“I think this is an organization that fooled itself,” NTSB member Robert Sumwalt said of the Bedford GIV’s operator, citing the IS-BAO audit results.
“You can fool the auditors, but never fool yourself.”
LOCKED INTO ERROR
By Flight Safety Foundation Australia staff writers - 12/18/2016
How did an experienced crew, flying a modern business jet with an impeccable safety record, make such a simple, yet deadly, mistake?
It began as a typical business jet trip. Two pilots and a flight attendant in a Gulfstream IV were to return the millionaire who owned the jet to Atlantic City, New Jersey, a 43-minute flight from Boston. The millionaire was a philanthropist who had spent the afternoon attending a fundraising event with friends, during which time the crew relaxed in the aircraft and ordered pizza. They were experienced and had flown together for 12 years logging about 300 hours each year. The only time another pilot ever flew the privately owned Gulfstream was when one of them was away on holiday.

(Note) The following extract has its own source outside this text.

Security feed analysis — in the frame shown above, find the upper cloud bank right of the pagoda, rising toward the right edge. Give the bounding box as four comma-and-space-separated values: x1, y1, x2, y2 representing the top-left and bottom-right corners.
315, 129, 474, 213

Their final trip together never left the ground.
About 2140 US eastern daylight time, in what the US National Transportation Safety Board (NTSB) report described as night visual meteorological conditions, the Gulfstream IV ran off the end of the runway and into a ravine at about 100 knots. The two pilots, a flight attendant and four passengers were not killed outright, but died in the ensuing fire. ‘All seven occupants were found unrestrained and in positions consistent with movement within the airplane after the crash,’ the NTSB reported. Fire had made the Gulfstream’s over- wing exits and rear door unusable, but nobody on board was able to open the main door.
The flight data (FDR) and cockpit voice recorders (CVR) survived the flames and provided answers with surprising speed. What was most revealing were the words missing from the CVR. There was a brief discussion of taxiway navigation, a confirmation that a phone call had been made, and momentary consideration of a rudder limit warning, but none of the litanies and incantations of checklist use.
Instead, a few terse words revealed the immediate cause of the crash.
At 21.39.59 the pilot said, ‘Steer lock is on,’ a remark he repeated six more times in the remaining 20 seconds of the flight. Fourteen seconds later he said, ‘I can’t stop it’.
There was no other discussion of the situation and the only other words before the recording stops were one of the flight crew saying, ‘Oh no, no’ as the aircraft sped towards the ravine that would trap it. Fire broke out ‘almost instantaneously’, in the words of a witness.
Investigation of the wreckage found the gust lock handle was off, as it should have been, despite no indication in the cockpit recording of it being moved. Unusually, another handle was in the activated position. It was the flight power shut-off valve, which disables hydraulic power to the control surfaces. The gust lock system locks the flight control surfaces to prevent them being damaged by winds while the aircraft is parked. It is, to say the least, incompatible with controlled flight, and its disengagement is a prominent item on the checklist of any aircraft that uses one.